Ms. Johnson looked over my shoulder as I stood in the doorway watching Mr. Winthorp make his way out of the office. “Do you get many like that?” she asked.
“Nah. The scanner usually picks up the right thing: You know, whatever it is that's causing the symptoms.”
“I can't believe that guy actually wanted you to touch him.” She shuddered as she spit out the words.
I kept silent. The Board of Medicine was notorious for infiltrating practices with young trainees who were trying to weed out doctors who didn't follow the rules, and I didn't know my new assistant all that well yet.
She turned and looked at me. “I mean, I can understand how some of the older people might think that way; it's what they grew up with.
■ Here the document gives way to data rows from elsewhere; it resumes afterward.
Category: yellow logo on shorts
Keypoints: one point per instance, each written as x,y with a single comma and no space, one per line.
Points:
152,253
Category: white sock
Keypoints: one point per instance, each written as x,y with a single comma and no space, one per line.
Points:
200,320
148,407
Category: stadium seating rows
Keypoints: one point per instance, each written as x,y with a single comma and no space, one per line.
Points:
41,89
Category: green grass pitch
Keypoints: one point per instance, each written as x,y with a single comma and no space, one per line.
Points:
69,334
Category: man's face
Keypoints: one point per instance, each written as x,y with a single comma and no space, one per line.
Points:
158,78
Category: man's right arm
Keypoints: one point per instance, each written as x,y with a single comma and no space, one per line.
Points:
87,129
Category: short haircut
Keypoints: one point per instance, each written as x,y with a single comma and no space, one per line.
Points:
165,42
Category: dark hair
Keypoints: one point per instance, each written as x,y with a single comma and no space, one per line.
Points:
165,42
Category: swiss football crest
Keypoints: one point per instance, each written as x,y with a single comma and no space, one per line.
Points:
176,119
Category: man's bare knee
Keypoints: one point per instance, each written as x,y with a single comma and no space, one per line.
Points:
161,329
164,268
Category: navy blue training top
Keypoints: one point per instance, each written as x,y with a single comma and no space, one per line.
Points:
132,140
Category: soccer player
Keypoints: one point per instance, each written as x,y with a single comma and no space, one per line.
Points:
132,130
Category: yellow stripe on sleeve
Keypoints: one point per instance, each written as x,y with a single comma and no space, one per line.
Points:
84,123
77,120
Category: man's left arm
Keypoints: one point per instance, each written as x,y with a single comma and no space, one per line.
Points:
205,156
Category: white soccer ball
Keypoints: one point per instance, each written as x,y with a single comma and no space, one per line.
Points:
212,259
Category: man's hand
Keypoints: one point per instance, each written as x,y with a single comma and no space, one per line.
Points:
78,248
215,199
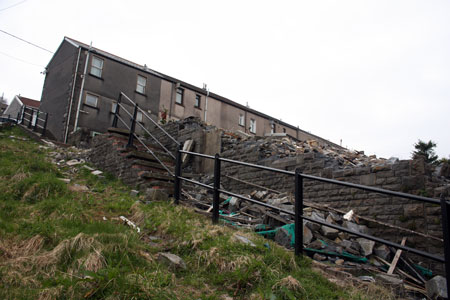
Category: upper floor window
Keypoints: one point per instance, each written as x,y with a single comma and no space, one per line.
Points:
252,126
197,101
241,120
141,83
179,98
91,100
97,66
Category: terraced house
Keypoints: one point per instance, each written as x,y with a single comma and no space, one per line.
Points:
82,85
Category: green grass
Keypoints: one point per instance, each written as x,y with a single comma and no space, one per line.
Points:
55,243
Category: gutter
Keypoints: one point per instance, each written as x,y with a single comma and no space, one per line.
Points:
75,127
71,96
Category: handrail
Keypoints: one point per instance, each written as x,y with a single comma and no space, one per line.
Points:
150,151
298,208
155,123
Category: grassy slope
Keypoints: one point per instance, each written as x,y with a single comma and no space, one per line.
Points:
55,243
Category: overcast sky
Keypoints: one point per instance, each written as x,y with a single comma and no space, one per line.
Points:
375,74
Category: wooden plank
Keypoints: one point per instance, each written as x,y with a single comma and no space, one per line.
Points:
396,257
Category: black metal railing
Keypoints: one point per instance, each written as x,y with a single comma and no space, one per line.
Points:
33,118
299,203
131,126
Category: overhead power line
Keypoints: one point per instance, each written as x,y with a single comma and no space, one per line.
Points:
26,41
24,61
11,6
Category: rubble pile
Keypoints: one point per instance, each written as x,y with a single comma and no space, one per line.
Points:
367,260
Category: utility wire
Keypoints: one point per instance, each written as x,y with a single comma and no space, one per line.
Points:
24,61
12,5
26,41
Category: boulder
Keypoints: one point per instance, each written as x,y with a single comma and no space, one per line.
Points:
366,246
172,260
283,237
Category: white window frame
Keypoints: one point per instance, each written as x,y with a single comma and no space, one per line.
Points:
95,69
241,120
252,125
86,101
179,96
198,101
140,85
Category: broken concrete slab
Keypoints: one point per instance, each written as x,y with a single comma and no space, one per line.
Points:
172,260
78,188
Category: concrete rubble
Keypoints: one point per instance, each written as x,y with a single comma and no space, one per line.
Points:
344,251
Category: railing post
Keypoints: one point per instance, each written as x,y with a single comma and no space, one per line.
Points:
30,118
132,127
445,232
116,112
298,213
37,120
215,216
45,124
177,184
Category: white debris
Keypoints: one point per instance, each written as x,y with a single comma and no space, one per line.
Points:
131,224
97,172
349,216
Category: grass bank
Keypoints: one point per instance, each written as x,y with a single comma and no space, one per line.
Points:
60,243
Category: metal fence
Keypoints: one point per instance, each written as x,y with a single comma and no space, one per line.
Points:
298,211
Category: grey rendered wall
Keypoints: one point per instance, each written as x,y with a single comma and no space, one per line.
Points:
116,78
57,88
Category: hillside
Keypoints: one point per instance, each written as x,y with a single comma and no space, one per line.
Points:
62,237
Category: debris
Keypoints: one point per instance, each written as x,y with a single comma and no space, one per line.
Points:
349,216
96,172
172,260
131,224
243,240
78,188
437,287
396,257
But Winthorp's only forty-two. Why would he think a doctor could find something that a scanner couldn't?”
The poor guy was just looking for a little relief and we didn't give it to him; she had to see that. I wasn't going to fall for the bait. “Guess some people just long for nostalgia,” I said. “Stories they hear from their parents, an old movie, some viral story running around the Web. There are lots of ways to hear about how things used to be. Some people still believe it was better back then.”